Belmont adds new courses for 2018
Belmont University’s Interdisciplinary Advisory Council has announced new course offerings. The following courses will be offered in the coming year:
Intro to Data Science (Spring 2018): The rapidly growing field brings together computer science, mathematics, statistics, machine learning and communication.
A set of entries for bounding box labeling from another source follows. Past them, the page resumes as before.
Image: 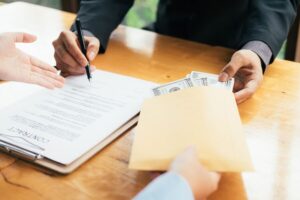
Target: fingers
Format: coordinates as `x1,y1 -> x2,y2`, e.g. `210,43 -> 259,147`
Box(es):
85,37 -> 100,61
219,50 -> 249,82
7,32 -> 36,43
53,31 -> 88,74
60,31 -> 88,67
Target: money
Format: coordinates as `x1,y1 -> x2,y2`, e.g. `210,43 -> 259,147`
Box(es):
152,71 -> 234,96
189,71 -> 234,91
152,78 -> 193,96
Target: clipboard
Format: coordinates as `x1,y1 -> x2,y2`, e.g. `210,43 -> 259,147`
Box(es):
0,115 -> 138,175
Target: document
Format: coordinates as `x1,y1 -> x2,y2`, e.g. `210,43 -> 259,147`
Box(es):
0,70 -> 157,165
129,86 -> 253,172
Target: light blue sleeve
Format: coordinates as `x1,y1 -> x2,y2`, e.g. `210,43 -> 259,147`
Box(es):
134,172 -> 194,200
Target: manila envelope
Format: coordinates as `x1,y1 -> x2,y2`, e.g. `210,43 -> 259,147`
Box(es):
129,87 -> 253,172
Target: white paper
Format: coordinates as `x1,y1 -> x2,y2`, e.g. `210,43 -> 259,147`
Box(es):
0,70 -> 156,165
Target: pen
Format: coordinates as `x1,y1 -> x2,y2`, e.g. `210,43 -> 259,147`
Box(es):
75,19 -> 92,81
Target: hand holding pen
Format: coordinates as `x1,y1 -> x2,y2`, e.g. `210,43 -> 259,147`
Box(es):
53,19 -> 100,76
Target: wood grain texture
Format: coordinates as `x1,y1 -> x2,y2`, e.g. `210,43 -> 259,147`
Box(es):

This course will introduce students to this field while equipping them with its basic skills and mindset.
Data sciences is applicable and becoming increasingly important in many industries including health informatics, entertainment and economics.
Science and Sustainability (Spring 2018) will introduce concepts of sustainability by examining ways businesses and individuals can decrease their ecological impact and focusing on technologies currently employed on Belmont’s campus.
Learning Community Course (Spring 2018) Human Behavior in the Social Environment (Social Work) and Intro to Interdisciplinary Trauma Studies (English Writing): Students will be enrolled in both courses simultaneously to examine the ever-evolving field of trauma studies from a health and humanities perspective.
The Human Behavior course will examine the biological, psychological and social development of individuals, while considering human behavior from many perspectives.
The exploratory writing course will allow students to read a variety of theoretical and psychological studies on trauma, writing and the brain and write their own memoirs.
Students will consider how personal and traumatic writing fits into an academic writing course.